Reflecting on the coincidental


A robin accompanied us from the hearse to the grave, as yesterday we laid Anne, who had lived most of her life in Swanage, to rest at Godlingston cemetery. Throughout the short graveside ceremony, it sat, as if listening, near to us, then drew attention to itself as close family spoke quietly and walked away.  It flew to a nearby small tree as we were about to pass it.  Not just flitting hardly seen at the periphery of our vision, but right before us, as close before our eyes as to startle us, a wing nearly touched my face; and it was singing, as we spoke to it, wondering as one does, “Why then?”, “Why, at all?”

All of us noticed, so it was easy to contemplate thoughts of how life and death are so intertwined.  I recall, a long time ago now, maybe twenty or even twenty-five years back at the close of the twentieth century, conducting a funeral on a very hot day in Belfast.  We were in a chapel of a funeral director.  I can see it now.  It was small, and it was full of people.  The doors were left open, the windows, as far as they could be, were open as well.  The traffic passed on a busy road near by, but we needed the air flow through the building.  Huddled around the coffin, a butterfly flew in and settled on the flowers.  It stayed for the service lifting off one flower and moving on to another.  A distraction, yet also a point of reflection.  At the end of the service it flew off again.

Clergy and funeral directors will speak of animals and birds and insects, because in the stillness and quietness we notice them, while we read the familiar words of committal, resurrection and reminders of who we are.  Yesterday, in the clear air of a cold and still winter’s day, sound travelled from the building sites across the fields off Northbrook Road.  A distant sound helps us notice when we are being still and quiet too.

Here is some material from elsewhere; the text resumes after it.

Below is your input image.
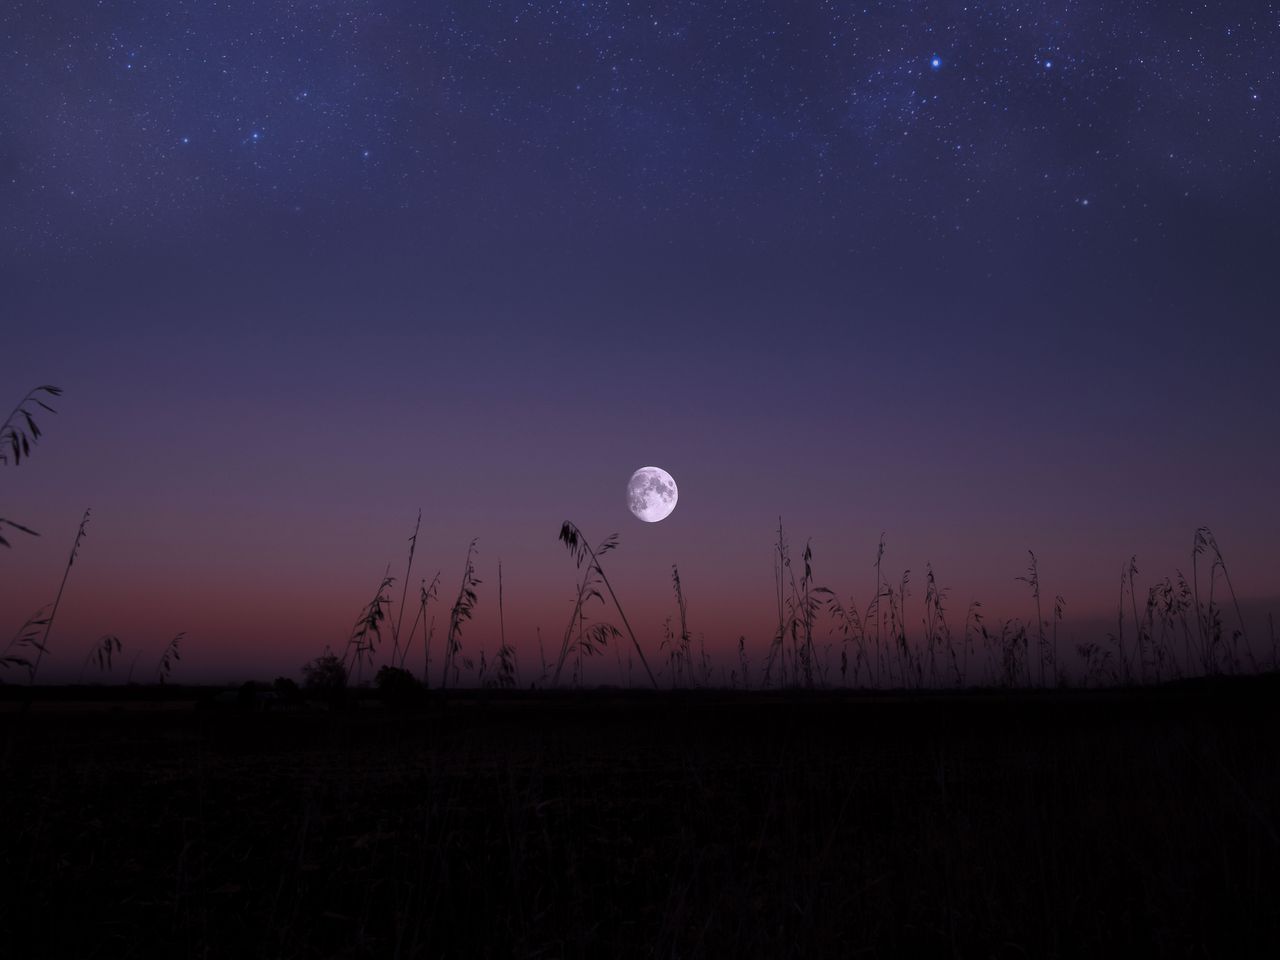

Leslie Weatherhead in his 1945 collection of sermons, entitled The Significance of Silence begins the title sermon with a memory of when staying at Jordans, the Quaker House in Buckinghamshire. He woke early on a September morning and before breakfast went outside into the beautiful garden and into a great silence, and he describes the experience in some detail.  But, then he went on to talk of another similar occasion when after a hot and noisy gathering in Lincoln, where he was preaching, he was taken by a farmer for his overnight stay, where he awoke, again in the absolute quiet.  On this occasion though, it was a train in the far distance; that chug, chug, chug that we are familiar with in Swanage, but a long way across the fields that, “interpreted the silence” as he put it.  He writes it all much better than me, but I think that we all know what he means.  It is the things that occur that may just be slightly out of place, or unusual, or a little over-exaggerated, that open our eyes to what is really happening. On a cold crisp morning such as today, with less moving than usual, and no bustle of children going to school, these things are coming to mind.